Stil: Progressive Rock mit Live-Konzept

Cover: Roger Waters: Us + Them

ROGER WATERS beschert uns unmittelbar nach NICK MASON ebenfalls ein wahrhaftes Live-Meisterwerk! Was sind das nur für gute Zeiten für alle PINK FLOYD-Freunde, vorausgesetzt, sie setzen ihre Nostalgie-Brille ab und scheren sich einen Scheiß um all die Floyd-Waters-Gilmour-Streitereien der Vergangenheit oder die bewusste (politische) Diskreditierung eines Musikers, der klar und deutlich seine Meinung nicht nur ausspricht, sondern auch in seiner Musik wieder und wieder thematisiert.
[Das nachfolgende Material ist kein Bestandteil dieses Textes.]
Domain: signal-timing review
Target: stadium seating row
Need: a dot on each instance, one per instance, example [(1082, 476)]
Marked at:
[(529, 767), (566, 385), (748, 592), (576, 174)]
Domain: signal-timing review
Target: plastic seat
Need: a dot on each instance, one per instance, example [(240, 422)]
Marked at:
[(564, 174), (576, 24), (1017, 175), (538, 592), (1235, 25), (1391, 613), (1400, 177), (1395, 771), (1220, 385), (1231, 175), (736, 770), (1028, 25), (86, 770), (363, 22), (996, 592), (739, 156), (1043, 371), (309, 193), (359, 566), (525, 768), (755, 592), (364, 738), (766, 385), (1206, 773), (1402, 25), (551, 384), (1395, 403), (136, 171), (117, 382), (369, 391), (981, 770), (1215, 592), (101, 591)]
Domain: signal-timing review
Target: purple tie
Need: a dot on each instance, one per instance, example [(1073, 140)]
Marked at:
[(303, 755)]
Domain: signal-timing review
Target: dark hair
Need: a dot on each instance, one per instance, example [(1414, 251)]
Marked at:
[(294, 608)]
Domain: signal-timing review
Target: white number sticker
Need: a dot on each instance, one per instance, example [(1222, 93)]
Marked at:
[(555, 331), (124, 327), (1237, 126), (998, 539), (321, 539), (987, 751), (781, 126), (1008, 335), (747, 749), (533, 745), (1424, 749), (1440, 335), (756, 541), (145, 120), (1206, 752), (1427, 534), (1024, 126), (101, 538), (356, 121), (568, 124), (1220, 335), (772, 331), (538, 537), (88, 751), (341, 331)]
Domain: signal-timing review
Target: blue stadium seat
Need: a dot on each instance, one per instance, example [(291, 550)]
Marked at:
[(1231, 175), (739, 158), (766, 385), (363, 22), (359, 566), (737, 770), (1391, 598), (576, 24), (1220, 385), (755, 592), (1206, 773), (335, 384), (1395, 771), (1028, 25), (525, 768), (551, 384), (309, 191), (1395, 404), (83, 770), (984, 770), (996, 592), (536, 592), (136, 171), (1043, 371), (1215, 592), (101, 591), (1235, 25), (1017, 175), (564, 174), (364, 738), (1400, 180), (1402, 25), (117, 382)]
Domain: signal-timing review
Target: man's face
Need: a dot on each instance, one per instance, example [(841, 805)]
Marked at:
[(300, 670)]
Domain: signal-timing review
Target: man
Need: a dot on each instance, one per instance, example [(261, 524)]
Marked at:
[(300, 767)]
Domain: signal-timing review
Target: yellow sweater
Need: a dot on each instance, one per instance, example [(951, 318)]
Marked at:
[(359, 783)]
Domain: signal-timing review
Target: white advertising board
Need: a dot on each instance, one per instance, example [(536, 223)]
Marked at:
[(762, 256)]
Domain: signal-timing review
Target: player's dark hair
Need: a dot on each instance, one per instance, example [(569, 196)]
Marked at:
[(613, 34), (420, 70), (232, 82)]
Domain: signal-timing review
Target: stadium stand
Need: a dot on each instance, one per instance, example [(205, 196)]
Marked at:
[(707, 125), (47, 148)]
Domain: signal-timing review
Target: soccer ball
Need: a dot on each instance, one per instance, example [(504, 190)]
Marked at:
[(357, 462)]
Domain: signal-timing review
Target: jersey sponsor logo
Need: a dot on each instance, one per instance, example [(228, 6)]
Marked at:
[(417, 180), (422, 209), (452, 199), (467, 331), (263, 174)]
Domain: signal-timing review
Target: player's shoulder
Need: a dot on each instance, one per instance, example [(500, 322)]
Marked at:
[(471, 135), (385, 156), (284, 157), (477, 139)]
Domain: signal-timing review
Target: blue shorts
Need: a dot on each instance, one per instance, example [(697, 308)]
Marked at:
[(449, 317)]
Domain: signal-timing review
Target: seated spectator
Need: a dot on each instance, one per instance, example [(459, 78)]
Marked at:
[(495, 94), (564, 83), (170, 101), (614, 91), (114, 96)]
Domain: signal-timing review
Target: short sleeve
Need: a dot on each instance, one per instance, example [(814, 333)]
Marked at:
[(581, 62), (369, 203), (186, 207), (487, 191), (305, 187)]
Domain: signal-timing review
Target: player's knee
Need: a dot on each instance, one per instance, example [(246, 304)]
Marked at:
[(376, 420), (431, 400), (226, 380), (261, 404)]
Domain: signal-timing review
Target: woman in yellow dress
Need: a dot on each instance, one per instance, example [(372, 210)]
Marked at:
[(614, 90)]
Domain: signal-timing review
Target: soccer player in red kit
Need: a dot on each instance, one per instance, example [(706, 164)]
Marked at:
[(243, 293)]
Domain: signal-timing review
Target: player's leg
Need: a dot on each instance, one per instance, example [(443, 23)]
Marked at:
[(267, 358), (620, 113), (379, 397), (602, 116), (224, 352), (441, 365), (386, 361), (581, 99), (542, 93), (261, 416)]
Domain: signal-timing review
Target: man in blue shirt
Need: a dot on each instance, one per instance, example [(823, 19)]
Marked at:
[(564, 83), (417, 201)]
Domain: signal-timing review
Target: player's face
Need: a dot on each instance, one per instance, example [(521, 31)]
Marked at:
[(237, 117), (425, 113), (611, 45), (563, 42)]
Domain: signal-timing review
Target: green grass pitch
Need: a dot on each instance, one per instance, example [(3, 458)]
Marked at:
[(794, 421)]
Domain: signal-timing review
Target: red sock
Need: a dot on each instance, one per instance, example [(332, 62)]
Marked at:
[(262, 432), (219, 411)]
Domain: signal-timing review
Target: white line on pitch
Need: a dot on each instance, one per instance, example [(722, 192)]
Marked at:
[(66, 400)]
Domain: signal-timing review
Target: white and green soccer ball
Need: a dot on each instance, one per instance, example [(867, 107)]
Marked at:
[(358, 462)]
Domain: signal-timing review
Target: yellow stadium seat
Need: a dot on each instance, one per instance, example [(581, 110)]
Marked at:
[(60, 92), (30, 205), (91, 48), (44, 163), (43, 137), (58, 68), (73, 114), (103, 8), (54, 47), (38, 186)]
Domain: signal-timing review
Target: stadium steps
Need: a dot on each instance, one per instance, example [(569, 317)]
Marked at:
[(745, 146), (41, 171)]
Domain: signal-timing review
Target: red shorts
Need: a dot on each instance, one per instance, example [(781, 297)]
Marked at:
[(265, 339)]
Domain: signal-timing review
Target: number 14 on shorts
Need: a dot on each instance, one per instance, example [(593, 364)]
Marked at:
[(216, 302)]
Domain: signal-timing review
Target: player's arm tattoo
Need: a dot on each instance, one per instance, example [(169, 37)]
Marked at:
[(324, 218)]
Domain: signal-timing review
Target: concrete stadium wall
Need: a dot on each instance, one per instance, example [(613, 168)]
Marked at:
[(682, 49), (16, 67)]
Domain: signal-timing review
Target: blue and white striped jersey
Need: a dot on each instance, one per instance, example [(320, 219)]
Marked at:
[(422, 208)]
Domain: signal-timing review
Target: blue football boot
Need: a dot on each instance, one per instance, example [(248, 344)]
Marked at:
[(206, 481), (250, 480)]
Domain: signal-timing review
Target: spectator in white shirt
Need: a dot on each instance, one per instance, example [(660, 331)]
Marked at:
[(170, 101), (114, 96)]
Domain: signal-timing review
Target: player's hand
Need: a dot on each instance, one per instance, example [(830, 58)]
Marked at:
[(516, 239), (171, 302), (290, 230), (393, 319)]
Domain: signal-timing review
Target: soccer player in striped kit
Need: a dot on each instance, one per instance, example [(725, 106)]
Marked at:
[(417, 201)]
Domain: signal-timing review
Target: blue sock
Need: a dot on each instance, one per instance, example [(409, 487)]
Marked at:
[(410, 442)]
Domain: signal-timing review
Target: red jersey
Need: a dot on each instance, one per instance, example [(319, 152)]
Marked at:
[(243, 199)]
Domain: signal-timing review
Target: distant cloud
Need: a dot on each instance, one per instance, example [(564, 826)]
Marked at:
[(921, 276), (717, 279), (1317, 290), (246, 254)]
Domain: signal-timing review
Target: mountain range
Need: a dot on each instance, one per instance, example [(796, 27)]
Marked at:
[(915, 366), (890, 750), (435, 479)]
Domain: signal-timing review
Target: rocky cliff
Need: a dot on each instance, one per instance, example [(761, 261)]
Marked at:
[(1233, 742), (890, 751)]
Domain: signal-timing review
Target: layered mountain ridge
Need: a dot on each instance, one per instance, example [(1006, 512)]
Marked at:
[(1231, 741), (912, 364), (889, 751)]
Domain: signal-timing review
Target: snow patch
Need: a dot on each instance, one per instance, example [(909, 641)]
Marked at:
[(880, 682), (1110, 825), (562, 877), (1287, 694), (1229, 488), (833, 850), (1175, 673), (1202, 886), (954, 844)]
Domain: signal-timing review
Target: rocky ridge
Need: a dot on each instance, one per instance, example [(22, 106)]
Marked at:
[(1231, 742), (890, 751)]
Waters hasst den Krieg und die Kriegstreiber auf aller Welt, egal, ob sie sich als Diktatoren oder in einen Schafspelz gehüllte, scheinheilige Demokraten präsentieren. Und wer, wenn nicht er, der seinen Vater im 2. Weltkrieg verlor und seine Kindheit mit dem schmerzhaften Verlust der Vaterrolle durchleben musste, die er ganz speziell auch in dem Film zu „The Wall“ darstellte, hat das Recht dazu, auf diesen Wahnsinn hinzuweisen, der einfach nicht abzuschalten ist, sondern durch einen Trump sogar ein ganz neues Gesicht und eine unglaubliche zusätzliche Dimension erhält.
Gerade dass Waters diese politischen Botschaften spätestens seit „The Wall“ und noch deutlicher durch „The Final Cut“ zum Ausdruck brachte, wobei aus seiner Sicht die Texte mitunter mehr Bedeutung als die Musik erhalten sollten, führt als unüberwindliches Mauerstück auch zum Bruch zwischen ihm und PINK FLOYD.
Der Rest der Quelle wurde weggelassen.